A further enhancement would be to compress the roadmap tables further, as they already have some repetition within them. That adds a bit to the complexity of the algorithm, but may offer 3 to 5 times more roadmap size in the same amount of RAM.
For those who would like to dig deeper, here's a proof of concept WinForms app that I wrote in C# 2.0:

Executable
C# 2.0 Source Code
When you run the program, it shows a list of the sequence of numbers that is used to determine the length of a repeating sequence among all prime numbers. Also the first 100 primes it's calculated as it goes along. After you get past 665280, it really starts to take awhile when building out the sequences. And the code is set to cut off creating the entire roadmap when it gets above half a billion entries so it doesn't run out of room in the BitArray. Of course other ways to allocate memory could then enable absolutely enormous tables stored in memory, and prime number calculation hundreds of thousands of times faster than normal.
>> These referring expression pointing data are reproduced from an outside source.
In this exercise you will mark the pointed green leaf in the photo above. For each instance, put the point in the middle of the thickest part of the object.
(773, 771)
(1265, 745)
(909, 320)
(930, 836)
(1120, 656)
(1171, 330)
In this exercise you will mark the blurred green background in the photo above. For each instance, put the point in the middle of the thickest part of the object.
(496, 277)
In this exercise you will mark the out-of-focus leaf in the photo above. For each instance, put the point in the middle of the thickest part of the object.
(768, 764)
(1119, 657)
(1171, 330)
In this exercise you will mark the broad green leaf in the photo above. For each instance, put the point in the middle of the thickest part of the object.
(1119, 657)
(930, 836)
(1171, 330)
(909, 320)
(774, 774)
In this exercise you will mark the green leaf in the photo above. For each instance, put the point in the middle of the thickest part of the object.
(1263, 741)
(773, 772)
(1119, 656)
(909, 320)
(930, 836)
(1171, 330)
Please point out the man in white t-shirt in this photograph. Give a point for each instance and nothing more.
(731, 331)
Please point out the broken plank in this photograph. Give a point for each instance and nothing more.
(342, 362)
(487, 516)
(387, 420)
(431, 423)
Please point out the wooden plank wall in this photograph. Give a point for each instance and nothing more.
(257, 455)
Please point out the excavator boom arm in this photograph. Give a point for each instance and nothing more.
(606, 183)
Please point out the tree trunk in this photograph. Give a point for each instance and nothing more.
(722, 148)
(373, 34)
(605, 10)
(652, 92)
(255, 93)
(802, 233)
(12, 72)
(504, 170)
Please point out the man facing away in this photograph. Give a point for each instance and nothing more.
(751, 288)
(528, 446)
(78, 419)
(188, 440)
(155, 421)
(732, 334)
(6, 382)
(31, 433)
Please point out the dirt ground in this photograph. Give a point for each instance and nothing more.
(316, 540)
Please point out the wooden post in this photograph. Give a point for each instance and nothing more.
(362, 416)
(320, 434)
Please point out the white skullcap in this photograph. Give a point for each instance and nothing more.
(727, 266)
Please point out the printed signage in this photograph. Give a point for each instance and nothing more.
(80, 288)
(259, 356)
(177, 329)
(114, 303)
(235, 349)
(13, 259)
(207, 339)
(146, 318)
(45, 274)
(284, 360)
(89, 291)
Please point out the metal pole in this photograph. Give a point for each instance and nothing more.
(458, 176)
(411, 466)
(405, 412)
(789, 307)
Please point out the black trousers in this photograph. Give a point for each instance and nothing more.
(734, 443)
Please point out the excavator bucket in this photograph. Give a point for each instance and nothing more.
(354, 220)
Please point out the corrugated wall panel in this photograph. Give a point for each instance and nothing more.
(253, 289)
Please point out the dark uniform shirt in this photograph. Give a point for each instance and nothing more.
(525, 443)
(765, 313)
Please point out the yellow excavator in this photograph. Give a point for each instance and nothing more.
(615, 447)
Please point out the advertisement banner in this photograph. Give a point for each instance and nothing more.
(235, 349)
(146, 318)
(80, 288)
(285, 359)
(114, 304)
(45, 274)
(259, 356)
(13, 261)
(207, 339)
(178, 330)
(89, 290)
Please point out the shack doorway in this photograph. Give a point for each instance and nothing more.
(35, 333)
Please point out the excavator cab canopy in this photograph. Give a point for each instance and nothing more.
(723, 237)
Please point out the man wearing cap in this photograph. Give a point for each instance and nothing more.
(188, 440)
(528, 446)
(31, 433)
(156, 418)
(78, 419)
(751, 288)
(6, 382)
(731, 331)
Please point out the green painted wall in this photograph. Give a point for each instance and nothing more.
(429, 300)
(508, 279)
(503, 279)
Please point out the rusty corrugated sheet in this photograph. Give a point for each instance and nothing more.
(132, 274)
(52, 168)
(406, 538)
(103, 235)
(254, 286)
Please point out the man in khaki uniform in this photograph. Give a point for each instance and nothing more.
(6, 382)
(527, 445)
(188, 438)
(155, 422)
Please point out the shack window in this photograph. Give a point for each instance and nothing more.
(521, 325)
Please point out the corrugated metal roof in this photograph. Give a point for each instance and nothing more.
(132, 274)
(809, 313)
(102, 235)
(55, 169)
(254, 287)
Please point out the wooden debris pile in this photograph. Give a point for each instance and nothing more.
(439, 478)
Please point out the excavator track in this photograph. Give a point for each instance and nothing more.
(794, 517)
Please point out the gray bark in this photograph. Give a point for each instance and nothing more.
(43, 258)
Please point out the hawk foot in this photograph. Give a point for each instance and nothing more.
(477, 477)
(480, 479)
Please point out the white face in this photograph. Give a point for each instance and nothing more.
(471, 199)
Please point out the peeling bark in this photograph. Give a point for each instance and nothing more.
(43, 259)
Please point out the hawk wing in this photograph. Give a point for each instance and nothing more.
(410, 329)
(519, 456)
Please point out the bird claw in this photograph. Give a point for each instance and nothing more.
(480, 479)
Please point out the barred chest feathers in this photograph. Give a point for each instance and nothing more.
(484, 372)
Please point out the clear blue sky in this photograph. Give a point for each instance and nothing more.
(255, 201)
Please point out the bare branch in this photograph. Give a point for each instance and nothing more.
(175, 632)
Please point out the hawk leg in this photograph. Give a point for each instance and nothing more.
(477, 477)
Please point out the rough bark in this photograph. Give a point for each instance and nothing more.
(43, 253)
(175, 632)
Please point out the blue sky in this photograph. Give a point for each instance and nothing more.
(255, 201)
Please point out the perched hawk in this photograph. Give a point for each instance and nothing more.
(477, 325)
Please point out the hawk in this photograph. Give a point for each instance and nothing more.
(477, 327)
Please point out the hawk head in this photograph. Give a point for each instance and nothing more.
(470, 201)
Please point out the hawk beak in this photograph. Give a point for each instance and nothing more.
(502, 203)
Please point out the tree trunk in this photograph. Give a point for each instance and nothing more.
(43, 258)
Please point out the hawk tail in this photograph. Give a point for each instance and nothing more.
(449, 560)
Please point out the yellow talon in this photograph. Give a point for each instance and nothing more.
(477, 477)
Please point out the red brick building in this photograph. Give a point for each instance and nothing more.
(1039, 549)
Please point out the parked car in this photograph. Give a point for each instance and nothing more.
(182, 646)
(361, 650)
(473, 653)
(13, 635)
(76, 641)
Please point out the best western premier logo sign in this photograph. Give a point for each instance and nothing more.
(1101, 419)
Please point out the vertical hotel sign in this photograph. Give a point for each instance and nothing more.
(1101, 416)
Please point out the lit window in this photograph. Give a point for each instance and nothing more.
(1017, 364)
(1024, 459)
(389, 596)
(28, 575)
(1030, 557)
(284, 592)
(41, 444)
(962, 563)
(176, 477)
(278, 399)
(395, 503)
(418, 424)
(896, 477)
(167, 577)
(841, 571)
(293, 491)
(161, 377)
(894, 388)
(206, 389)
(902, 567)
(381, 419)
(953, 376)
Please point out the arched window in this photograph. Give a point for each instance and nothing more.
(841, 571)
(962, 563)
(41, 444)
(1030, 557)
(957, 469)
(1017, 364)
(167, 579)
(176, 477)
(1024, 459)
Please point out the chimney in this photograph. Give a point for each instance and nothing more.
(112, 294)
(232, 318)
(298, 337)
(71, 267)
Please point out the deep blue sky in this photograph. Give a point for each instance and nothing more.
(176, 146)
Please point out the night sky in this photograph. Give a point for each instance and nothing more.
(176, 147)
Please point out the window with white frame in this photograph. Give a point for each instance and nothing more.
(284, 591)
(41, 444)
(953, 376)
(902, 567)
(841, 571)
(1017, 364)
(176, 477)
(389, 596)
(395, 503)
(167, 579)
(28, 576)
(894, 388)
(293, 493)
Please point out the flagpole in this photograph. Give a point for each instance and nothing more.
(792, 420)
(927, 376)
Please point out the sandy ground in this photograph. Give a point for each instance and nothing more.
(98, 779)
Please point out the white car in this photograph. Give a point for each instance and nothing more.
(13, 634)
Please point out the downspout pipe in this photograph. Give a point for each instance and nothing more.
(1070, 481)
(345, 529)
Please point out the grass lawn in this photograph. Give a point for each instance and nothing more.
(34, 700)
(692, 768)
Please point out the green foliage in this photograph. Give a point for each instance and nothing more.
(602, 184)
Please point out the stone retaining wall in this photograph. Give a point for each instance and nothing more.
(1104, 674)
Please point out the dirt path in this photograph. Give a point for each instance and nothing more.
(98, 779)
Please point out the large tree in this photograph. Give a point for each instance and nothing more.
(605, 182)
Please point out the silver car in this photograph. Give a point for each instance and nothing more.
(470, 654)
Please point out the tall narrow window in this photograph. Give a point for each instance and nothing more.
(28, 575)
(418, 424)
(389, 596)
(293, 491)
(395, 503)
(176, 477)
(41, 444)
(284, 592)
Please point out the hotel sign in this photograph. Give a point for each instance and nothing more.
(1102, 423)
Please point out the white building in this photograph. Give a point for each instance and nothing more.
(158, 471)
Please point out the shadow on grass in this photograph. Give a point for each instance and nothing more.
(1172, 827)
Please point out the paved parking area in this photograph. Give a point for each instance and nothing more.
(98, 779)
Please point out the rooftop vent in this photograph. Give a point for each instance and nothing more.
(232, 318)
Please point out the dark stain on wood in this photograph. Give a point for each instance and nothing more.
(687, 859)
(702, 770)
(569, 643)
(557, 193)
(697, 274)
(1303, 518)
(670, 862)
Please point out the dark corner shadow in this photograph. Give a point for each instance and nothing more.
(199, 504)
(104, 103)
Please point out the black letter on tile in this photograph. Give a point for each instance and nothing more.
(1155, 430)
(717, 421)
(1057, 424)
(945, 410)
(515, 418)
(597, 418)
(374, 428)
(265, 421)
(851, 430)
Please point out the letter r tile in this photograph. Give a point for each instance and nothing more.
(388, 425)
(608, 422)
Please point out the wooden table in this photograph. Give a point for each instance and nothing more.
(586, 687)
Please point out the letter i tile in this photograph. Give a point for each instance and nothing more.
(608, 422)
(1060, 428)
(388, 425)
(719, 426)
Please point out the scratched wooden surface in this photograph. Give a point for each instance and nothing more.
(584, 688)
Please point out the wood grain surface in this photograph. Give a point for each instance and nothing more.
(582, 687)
So if anyone out there has already seen this trick then please let me know. It's probably not original. But it's been in the back of my mind for a few years, and I'd love to know who else has thought of it before. I certainly hope by disclosing this approach that systems with gargantuan amounts of RAM won't compromise the PKI infrastructure that we all rely on for security!
Well, here it is Monday, and time to put the fun prime number code away for now and get back to working on that other gnarly project. Wish me luck.